Mechanical dissipation by substrate-mode coupling in SiN resonators

TL;DR

This paper investigates how substrate-mode coupling affects mechanical dissipation in SiN nanomechanical resonators, revealing that resonance frequency alignment with substrates increases dissipation, and offers design guidelines for high-precision applications.

Contribution

It provides an analytical model and experimental validation of substrate-mode coupling as a dissipation mechanism in nanomechanical resonators, highlighting its dependence on positioning and mounting.

Findings

Resonance frequency matching increases dissipation.

Coupling can occur between adjacent resonators.

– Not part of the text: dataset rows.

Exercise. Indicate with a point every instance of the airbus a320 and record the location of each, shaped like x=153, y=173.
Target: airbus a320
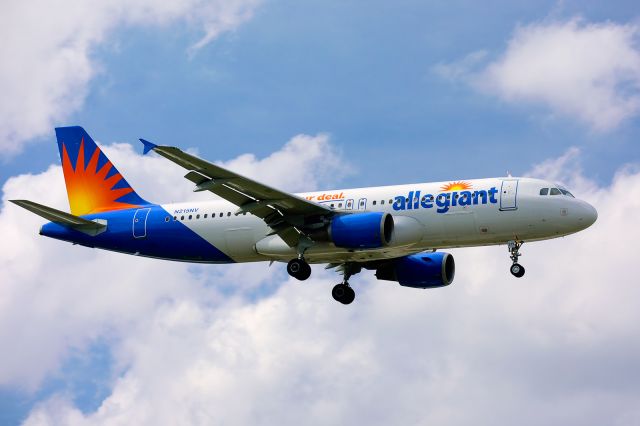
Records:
x=396, y=231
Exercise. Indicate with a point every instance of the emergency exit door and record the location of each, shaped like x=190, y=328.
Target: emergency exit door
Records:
x=509, y=194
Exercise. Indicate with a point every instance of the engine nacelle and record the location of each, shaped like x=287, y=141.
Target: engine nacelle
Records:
x=421, y=270
x=361, y=230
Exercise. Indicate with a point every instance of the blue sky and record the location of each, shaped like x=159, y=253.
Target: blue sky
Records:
x=364, y=75
x=379, y=78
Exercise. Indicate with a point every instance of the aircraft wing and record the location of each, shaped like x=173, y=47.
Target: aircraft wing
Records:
x=282, y=211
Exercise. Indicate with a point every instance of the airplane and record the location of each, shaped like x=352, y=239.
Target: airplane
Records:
x=396, y=231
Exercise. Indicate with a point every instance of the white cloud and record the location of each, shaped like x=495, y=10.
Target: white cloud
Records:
x=47, y=47
x=586, y=71
x=556, y=347
x=69, y=304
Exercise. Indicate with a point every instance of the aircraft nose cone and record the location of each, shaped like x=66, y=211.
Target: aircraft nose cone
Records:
x=588, y=215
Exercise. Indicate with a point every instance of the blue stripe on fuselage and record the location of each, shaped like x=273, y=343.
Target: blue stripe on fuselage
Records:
x=167, y=240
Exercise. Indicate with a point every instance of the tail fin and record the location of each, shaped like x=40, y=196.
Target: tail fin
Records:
x=93, y=184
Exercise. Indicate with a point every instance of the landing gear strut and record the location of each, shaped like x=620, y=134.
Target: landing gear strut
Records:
x=517, y=270
x=299, y=269
x=343, y=292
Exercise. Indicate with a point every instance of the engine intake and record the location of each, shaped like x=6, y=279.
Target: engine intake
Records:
x=421, y=270
x=361, y=230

Positioning and mounting influence dissipation levels.

Abstract

State-of-the-art nanomechanical resonators are heralded as a central component for next-generation clocks, filters, resonant sensors and quantum technologies. To practically build these technologies will require monolithic integration of microchips, resonators and readout systems. While it is widely seen that mounting microchip substrates into a system can greatly impact the performance of high-Q resonators, a systematic study has remained elusive, owing to the variety of physical processes and factors that influence the dissipation. Here, we analytically analyze a mechanism by which substrates couple to resonators manufactured on them, and experimentally demonstrate that this coupling can increase the mechanical dissipation of nanomechanical resonators when the resonance frequencies of resonator and substrate coincide. More generally, we then show a similar coupling mechanism can exist between two adjacent resonators. Since the substrate-mode coupling mechanism strongly depends on both the resonator position on the substrate and the mounting of the substrate, this work provides key design guidelines for high-precision nanomechanical technologies.